The Face of an Ox
Published September 1, 2023By Olin Williams
In the first chapter of the Book of Ezekiel, the Prophet and Priest Ezekiel describes a vision he had of four living heavenly creatures. Verse 10 is a description of the faces he saw.
“As for the likeness of their faces, they four had the face of a man, and the face of a lion, on the right side; and they four had the face of an ox on the left side; they four also had the face of an eagle.”
The four faces pictures Christ; (1) as a “man” incarnate; (2) as an ox “suffering servant and sacrifice”; (3) as a lion, that is, ruler (“the lion of the tribe of Judah”); and (4) as an eagle, all seeing and all-knowing.
The Church in later times took the four faces described by the prophet and distributed them among the four evangelists, Matthew, Mark, Luke and John.
They gave Matthew the face of a man, Mark the face of a lion, Luke the face of an ox, and John the face of an eagle.
This was according to a supposed resemblance between the particular gospel and the thing symbolized by each face. For the present purpose, we will regard these faces as symbols of four great traits of character that every person requires who would serve his fellow man.

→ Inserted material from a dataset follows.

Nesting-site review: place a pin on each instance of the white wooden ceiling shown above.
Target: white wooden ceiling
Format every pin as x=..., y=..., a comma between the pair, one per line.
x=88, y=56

This month we will look at the face of an ox and its character traits. The ox is an animal that some people consider dull and common of all of God’s creatures. He lacks imagination. He plods along, never hurrying, never worrying and seems content with this.
For this reason, the face of an ox symbolizes labor, toil, drudgery, and patient perseverance. What, then, is labor and work? Work is what makes life worth living. Work is contributing to the forces that make the world. Work builds things up and makes them better. Work builds the worker up and makes the worker better. Without work, life ceases to exist.
No people ever rose in the scale of being until they learned the value of work. However, hard work does not receive the same welcome as idleness does. We greet holidays with smiles and joyous elations; work days are greeted with sobered antipathy. This is not to say that there is no place in life for recreation and play.
Play is an essential condition of work and wholesome living. Work builds nations, and all play can bring them down. When work ethics are lost, there is no more productivity. God is a being of creativity. He works. Therefore man is made to work.
It is said, “All true work is sacred.” Labor, wide as the earth, has its summit in heaven.